Глава седьмая

На день рождения – двадцать лет – Семену справили казачье обмундирование. Подходило ему время идти служить. Правда, до того часа оставался еще целый год, но такое сложное дело требовалось делать заранее.

Купили молодому казаку добротный бешмет, синие суконные штаны. Мундир из темно-синего сукна с напатронниками, по четырнадцать гнезд с каждой стороны, с плечевыми погонами. На черной папахе – красный верх сестра Любаша пришивала. Черкеску новую справили. Приобрели мягкие, хорошей кожи сапоги.

Сам будущий воин начистил дедову шашку, с которой тот ходил еще на натухаевцев.

К сожалению, у детей Михаила Гречко не было дедушки. Ни одного.

То есть, возможно, живы были оба, но никто о том точно не знал.

А дело было так. Мать Михаила Андреевича умерла, еще пятидесяти не исполнилось, и его отец в том себя очень винил:

– Это из-за меня она сгорела, я ее в могилу загнал, – повторял он на похоронах.

А потом пошел в церковь, поставил свечку на помин души, сотворил молитву и попросился к священнику исповедаться.
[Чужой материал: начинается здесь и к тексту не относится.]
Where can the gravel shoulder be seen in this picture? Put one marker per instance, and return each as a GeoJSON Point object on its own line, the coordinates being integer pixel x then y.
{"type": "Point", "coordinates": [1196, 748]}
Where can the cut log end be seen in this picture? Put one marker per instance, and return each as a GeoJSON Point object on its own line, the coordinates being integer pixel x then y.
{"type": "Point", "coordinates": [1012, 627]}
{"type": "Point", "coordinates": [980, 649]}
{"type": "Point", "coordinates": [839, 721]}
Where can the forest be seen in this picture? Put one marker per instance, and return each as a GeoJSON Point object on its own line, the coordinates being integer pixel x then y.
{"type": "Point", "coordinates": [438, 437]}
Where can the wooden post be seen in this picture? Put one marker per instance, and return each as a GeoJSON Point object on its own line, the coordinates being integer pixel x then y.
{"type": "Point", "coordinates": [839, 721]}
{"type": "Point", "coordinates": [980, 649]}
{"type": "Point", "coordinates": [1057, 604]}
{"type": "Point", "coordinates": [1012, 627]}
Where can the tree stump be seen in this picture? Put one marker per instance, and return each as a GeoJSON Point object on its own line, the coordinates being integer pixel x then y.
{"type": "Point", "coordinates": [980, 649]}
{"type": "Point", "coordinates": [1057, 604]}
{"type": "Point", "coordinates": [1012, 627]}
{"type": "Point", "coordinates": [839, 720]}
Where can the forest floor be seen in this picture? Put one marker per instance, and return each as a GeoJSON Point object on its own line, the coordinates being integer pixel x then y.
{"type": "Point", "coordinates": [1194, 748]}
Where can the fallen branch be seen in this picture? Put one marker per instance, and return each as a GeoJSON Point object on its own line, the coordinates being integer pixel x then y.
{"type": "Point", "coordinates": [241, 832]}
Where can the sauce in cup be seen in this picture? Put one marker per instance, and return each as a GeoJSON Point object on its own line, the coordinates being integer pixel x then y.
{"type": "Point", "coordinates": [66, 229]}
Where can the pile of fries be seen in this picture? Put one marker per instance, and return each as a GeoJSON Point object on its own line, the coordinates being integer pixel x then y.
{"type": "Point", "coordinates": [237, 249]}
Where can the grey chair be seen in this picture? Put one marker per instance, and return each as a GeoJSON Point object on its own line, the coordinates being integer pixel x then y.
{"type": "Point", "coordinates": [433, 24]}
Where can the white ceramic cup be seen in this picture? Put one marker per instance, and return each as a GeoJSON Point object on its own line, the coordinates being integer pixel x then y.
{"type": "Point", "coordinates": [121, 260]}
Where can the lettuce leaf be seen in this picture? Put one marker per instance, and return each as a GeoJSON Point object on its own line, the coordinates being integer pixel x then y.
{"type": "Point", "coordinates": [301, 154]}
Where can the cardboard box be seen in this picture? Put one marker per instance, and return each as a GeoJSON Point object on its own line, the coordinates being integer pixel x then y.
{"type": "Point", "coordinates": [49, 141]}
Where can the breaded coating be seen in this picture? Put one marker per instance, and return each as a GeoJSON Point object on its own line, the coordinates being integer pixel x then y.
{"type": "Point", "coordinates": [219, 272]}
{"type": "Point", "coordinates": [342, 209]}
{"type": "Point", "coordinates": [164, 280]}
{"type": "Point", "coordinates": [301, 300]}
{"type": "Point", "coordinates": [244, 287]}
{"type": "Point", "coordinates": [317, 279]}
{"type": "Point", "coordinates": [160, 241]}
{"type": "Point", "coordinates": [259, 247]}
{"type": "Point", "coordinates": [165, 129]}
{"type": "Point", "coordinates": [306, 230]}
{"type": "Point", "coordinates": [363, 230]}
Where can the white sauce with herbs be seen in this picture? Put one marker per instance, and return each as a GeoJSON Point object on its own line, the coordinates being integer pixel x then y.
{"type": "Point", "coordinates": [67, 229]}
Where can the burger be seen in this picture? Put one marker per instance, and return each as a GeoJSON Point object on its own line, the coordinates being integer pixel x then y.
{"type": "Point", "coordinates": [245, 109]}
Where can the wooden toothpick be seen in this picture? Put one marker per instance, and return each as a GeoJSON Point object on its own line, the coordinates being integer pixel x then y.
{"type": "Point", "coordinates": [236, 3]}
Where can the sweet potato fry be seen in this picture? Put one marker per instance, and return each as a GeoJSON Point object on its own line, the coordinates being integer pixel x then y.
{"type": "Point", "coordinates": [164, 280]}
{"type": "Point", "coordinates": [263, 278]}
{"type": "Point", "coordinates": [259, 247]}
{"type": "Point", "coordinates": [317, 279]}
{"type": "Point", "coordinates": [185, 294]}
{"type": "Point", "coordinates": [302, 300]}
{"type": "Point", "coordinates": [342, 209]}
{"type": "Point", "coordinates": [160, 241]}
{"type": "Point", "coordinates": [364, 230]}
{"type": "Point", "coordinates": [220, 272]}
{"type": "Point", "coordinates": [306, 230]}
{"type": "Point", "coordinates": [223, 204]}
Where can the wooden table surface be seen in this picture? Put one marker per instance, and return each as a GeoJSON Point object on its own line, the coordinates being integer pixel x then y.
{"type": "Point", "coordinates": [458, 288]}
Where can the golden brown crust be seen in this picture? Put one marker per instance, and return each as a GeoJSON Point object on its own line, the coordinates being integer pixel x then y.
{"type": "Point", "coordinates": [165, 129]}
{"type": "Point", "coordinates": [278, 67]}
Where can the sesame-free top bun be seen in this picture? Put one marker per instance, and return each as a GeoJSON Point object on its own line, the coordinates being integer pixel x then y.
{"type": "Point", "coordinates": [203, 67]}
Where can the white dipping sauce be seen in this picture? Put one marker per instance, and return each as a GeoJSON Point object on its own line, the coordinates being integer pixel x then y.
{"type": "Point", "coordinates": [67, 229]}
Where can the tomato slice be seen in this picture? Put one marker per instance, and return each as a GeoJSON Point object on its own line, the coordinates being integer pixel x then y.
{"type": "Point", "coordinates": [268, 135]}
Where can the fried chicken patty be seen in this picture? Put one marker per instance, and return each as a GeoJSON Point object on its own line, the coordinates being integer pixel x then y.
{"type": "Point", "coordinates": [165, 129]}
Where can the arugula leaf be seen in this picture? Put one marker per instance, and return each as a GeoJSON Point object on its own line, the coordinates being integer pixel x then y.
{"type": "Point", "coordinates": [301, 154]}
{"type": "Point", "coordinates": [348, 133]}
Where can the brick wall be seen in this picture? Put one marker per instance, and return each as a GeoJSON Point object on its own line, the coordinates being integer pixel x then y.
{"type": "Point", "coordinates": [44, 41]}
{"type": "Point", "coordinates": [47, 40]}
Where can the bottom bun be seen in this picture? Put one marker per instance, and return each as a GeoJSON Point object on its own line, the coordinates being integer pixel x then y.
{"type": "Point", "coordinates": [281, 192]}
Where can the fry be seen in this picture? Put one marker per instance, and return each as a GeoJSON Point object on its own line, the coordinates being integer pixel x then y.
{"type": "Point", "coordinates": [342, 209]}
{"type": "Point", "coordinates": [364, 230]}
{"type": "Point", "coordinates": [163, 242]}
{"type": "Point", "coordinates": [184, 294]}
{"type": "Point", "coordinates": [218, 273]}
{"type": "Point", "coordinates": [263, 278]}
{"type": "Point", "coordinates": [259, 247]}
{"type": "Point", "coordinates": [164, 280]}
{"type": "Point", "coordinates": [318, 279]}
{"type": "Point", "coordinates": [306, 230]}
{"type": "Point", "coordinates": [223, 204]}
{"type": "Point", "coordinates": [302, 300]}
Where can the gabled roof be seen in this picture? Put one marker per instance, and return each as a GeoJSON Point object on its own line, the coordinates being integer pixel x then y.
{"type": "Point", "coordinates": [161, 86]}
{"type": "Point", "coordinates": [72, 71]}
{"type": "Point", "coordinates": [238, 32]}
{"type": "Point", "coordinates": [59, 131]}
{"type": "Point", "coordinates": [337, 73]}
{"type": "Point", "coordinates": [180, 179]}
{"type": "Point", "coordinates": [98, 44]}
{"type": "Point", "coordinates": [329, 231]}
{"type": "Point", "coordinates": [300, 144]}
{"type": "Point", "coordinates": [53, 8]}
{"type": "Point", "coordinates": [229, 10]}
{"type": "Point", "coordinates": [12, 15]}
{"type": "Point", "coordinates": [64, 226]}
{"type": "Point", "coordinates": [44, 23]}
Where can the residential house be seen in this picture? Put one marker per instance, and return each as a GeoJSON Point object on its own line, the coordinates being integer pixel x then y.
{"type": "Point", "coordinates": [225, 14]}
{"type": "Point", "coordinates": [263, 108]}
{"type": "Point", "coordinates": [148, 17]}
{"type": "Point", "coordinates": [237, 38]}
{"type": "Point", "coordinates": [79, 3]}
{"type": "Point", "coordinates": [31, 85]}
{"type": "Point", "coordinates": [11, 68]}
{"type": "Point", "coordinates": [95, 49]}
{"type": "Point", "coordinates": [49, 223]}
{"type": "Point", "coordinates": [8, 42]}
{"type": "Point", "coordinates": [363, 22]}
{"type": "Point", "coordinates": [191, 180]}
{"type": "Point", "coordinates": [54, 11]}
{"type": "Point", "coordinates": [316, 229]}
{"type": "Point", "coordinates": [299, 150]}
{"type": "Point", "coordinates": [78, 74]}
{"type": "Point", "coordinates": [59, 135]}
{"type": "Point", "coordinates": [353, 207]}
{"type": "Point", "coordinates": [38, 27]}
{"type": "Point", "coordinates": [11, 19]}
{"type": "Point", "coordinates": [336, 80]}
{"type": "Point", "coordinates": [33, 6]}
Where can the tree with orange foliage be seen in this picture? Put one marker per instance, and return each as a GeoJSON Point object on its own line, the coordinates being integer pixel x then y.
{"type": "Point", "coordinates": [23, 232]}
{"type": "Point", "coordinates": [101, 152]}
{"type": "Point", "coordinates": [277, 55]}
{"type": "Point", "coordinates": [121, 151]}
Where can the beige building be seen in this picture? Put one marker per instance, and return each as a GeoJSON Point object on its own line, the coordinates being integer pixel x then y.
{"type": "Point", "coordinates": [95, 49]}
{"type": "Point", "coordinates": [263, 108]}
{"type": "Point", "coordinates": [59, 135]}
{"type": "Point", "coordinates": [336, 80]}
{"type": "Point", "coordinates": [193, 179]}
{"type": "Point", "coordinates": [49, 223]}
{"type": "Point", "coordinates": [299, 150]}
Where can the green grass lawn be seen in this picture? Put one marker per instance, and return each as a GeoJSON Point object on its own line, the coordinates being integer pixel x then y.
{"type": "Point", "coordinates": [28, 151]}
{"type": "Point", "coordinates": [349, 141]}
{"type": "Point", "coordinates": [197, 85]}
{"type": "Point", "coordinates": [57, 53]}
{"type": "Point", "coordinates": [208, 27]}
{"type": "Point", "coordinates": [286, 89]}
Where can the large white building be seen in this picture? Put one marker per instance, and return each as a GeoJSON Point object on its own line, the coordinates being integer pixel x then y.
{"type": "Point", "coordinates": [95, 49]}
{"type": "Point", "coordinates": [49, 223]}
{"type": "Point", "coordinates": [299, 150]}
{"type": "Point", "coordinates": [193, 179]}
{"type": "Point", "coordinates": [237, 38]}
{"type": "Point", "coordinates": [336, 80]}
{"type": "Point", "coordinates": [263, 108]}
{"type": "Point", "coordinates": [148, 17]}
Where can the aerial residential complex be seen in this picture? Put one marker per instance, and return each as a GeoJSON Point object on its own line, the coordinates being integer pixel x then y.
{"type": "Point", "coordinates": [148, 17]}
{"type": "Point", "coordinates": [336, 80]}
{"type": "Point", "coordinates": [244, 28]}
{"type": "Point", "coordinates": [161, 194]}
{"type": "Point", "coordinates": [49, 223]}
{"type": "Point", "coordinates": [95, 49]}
Что он ему рассказал, никому не было известно, а только на следующий день собрал Андрей Гречко походный мешок, вырезал из дерева посох и отправился, как он сказал сыну, грехи замаливать. В мужской монастырь на горе Афон. С чего бы служилому казаку, хоть и в отставке, в монастырь идти? Никто из знакомых пожилых казаков, по крайней мере, в Млынке, в монастырь не уходил. Видно, и вправду грехи его были тяжки....

Ушел Андрей Гречко и ушел, больше о нем никто ничего не слышал, хотя прошло уже больше двенадцати лет.

А дедушка Гарегин – отец мамы Зои – и вовсе остался в далекой Греции, и был ли жив, тоже никому не было известно.

То есть, однажды Зоя Григорьевна пошла к местной гадалке про это узнать, понесла шматок сала и два десятка яиц. Попросила:

– Погадай, Клавдия, жив ли еще мой отец?

Та бобы бросила, посмотрела, что-то про себя пробормотала и ответила.

– Жив!

Ей было виднее, она была не только гадалкой, но и известной станичной знахаркой, хотя и с острым болтливым язычком.

Михаил Андреевич в ее знахарские способности особенно не верил, потому что знахарей представлял себе людьми степенными и немногословными, на которых баба Клава никак не походила. Уж если кому доверять свое здоровье, так это Зое, которая себя знахаркой не звала, но знала много чего такого, что бабе Клаве и не снилось…

Так что, в свое время Семкин крестный немало повозился с ним, исполняя роль рано ушедшего дедушки. Своих внуков у него было много, но Семена он никогда не забывал. Словно пообещал ушедшему товарищу, не бросать его внука. Порой и в самую распутицу возил дядько Яков в школу своего внука и крестника на одной лошади. Свой держался сзади за пояс деда, а Семен ехал впереди.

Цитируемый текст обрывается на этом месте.